How to comply with both GDPR and CCPA
If your website serves users in both the EU and California, you need to satisfy both laws simultaneously. The good news: if you're GDPR-compliant, you're most of the way to CCPA compliance, since the GDPR is stricter in almost every area.
- Use geo-targeting to show the right consent experience per region
- Implement a full opt-in consent banner for EU visitors
- Add a "Do Not Sell or Share" mechanism for California visitors
- Honor GPC signals from all visitors
- Maintain consent records and data processing logs
- Provide a way for users to exercise their rights (access, delete, correct)
- Keep your privacy policy up to date with both GDPR and CCPA disclosures
Frequently asked questions
Does the CCPA apply to businesses outside California?

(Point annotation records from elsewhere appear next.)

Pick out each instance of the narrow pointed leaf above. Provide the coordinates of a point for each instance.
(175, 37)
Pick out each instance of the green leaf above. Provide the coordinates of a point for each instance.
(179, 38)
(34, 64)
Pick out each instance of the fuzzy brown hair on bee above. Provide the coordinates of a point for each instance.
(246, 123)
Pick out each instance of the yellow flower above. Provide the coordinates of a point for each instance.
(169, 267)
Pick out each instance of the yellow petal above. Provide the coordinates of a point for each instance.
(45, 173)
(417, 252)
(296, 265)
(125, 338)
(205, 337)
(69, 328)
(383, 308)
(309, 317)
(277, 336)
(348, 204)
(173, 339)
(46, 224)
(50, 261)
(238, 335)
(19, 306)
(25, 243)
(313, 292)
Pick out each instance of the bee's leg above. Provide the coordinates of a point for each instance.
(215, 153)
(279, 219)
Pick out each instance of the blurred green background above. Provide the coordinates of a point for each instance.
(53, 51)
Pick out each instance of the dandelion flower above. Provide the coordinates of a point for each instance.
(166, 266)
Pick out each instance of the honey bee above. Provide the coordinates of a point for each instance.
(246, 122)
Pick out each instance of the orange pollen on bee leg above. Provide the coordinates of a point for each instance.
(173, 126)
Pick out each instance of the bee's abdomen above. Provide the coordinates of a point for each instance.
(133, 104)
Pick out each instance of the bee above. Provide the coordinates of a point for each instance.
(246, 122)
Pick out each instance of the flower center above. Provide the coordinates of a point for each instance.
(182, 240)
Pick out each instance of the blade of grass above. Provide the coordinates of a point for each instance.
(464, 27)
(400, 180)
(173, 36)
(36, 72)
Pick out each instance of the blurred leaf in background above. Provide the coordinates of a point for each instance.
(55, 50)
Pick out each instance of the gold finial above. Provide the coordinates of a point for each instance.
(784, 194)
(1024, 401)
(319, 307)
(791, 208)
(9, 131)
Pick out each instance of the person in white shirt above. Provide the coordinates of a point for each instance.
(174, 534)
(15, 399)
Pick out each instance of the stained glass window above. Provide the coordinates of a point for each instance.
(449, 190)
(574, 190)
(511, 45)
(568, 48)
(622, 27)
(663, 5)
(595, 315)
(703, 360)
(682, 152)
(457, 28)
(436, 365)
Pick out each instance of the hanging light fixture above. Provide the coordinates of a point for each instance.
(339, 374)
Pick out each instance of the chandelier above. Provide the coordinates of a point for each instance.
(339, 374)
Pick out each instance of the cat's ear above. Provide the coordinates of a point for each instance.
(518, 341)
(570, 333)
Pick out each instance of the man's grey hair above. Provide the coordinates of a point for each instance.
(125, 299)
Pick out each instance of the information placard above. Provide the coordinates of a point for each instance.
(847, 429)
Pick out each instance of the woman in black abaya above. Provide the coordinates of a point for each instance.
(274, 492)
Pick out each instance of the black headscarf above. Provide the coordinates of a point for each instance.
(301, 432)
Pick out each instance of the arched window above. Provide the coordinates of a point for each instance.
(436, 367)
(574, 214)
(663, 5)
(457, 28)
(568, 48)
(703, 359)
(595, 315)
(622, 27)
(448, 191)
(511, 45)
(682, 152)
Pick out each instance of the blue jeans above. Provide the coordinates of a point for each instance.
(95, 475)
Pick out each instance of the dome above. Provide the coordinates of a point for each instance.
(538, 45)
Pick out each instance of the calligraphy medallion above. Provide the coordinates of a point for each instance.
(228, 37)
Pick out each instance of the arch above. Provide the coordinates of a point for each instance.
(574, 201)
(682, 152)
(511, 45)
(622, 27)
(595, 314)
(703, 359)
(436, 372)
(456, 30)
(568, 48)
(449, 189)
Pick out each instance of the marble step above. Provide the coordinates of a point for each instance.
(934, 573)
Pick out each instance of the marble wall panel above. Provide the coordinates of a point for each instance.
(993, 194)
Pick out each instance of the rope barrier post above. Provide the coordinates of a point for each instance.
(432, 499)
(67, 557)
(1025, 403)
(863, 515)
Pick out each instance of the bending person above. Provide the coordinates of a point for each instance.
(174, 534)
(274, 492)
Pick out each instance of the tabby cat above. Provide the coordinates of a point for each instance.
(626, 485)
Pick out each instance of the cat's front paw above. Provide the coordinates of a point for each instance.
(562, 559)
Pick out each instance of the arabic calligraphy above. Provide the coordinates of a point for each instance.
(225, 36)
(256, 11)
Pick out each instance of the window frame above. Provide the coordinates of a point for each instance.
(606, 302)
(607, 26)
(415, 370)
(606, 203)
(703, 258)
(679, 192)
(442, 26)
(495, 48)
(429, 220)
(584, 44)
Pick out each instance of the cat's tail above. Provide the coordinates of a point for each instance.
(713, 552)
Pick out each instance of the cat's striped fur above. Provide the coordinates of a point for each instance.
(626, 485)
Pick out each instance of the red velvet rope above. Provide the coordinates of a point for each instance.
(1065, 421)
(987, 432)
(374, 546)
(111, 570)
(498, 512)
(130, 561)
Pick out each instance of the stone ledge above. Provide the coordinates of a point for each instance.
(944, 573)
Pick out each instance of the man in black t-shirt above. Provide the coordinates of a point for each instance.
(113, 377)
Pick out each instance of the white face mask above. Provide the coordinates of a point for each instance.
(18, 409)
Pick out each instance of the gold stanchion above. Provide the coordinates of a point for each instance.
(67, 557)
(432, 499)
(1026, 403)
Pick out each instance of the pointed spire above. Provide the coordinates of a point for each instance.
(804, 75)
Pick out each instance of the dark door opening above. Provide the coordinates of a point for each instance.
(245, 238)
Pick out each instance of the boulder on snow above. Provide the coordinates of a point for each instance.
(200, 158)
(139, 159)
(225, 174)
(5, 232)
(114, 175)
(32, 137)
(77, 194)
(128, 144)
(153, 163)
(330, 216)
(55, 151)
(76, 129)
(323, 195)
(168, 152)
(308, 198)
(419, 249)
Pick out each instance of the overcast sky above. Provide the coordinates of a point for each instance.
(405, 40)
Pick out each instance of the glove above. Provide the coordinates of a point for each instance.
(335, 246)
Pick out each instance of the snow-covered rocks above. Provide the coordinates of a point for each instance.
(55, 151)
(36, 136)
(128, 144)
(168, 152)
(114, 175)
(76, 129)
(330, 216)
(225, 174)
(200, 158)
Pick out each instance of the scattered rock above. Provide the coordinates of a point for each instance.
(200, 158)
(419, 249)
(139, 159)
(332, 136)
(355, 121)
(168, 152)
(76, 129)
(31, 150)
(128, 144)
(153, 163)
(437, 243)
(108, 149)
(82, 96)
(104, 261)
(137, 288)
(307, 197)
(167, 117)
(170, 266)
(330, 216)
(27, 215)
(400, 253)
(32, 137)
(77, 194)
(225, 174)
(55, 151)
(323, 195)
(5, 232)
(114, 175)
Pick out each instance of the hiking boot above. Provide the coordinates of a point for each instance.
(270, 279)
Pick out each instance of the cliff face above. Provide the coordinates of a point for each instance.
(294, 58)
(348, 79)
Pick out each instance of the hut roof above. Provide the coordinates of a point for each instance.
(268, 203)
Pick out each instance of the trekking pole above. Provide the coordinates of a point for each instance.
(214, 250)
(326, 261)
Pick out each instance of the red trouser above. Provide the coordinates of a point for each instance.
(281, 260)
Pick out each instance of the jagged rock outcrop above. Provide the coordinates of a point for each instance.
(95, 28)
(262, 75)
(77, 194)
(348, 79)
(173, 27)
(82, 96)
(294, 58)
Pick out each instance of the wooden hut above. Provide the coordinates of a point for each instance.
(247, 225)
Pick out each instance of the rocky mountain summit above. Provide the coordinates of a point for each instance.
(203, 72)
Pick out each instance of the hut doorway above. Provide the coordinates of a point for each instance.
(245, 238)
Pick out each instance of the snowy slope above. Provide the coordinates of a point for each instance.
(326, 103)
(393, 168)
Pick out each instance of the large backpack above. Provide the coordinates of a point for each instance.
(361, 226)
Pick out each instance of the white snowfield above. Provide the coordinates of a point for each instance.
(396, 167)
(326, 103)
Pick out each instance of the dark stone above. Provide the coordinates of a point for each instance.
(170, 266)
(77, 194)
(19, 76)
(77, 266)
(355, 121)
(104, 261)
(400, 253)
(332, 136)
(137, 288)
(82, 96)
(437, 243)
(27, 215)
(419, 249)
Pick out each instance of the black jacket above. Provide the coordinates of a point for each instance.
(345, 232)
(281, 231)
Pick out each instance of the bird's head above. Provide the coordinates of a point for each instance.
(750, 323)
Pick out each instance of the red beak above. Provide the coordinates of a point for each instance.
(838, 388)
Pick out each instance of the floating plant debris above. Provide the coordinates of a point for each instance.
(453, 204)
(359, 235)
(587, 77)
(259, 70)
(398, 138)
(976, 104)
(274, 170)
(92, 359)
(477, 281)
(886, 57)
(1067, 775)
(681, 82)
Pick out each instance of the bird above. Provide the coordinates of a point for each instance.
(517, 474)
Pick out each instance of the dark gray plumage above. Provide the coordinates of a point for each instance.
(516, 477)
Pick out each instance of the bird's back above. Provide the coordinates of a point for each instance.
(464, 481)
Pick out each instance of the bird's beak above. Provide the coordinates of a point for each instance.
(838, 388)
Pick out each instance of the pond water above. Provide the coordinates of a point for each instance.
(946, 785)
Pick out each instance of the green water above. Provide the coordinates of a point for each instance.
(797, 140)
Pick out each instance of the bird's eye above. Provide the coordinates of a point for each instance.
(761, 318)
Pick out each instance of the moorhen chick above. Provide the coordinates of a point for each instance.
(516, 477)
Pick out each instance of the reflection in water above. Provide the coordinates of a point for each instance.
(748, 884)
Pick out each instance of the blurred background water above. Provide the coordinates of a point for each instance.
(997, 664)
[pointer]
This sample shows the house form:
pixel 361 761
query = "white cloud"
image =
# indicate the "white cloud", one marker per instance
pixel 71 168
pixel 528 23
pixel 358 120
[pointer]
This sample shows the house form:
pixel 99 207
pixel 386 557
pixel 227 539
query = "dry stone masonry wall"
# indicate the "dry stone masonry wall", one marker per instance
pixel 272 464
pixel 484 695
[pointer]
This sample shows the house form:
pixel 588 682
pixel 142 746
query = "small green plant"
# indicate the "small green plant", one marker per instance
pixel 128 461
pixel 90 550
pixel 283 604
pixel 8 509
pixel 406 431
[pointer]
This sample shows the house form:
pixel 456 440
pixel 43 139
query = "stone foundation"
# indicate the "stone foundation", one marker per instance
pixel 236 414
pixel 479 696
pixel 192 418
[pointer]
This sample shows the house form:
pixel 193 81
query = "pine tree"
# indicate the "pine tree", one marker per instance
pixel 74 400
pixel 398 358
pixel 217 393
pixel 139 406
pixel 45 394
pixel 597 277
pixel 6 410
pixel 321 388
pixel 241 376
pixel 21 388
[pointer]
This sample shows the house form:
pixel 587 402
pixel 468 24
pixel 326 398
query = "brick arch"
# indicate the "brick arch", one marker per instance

Yes. The CCPA applies to any for-profit business that meets the thresholds and collects personal information from California residents, regardless of where the business is located.
Is the CPRA a separate law from the CCPA?
The CPRA (California Privacy Rights Act) is an amendment to the CCPA that took effect January 1, 2023. It added new consumer rights (correction, limiting sensitive data use), created the California Privacy Protection Agency (CPPA), and strengthened opt-out requirements. The laws are typically referred to together as "CCPA/CPRA."
Can I just show a GDPR banner to everyone?
You can, but it's not ideal. Showing a full opt-in consent banner to users in regions without consent requirements creates unnecessary friction and can reduce analytics data and ad revenue. Geo-targeting lets you show the appropriate experience for each visitor's location.
What is the Global Privacy Control (GPC)?
GPC is a browser-level signal (similar to the old Do Not Track) that tells websites the user wants to opt out of data selling and sharing. Under the CCPA, businesses must honor GPC signals. Browsers like Firefox, Brave, and DuckDuckGo send GPC by default.
Sources & References
- General Data Protection Regulation (EU) 2016/679, Articles 3, 4(11), 6, 7, 9, 15-22, 83
- California Consumer Privacy Act (Cal. Civ. Code §§ 1798.100-1798.199.100)
- California Privacy Rights Act of 2020 (Proposition 24)
- CCPA/CPRA Regulations, California Privacy Protection Agency
- California AG: CCPA enforcement actions
This guide is for informational purposes only and does not constitute legal advice.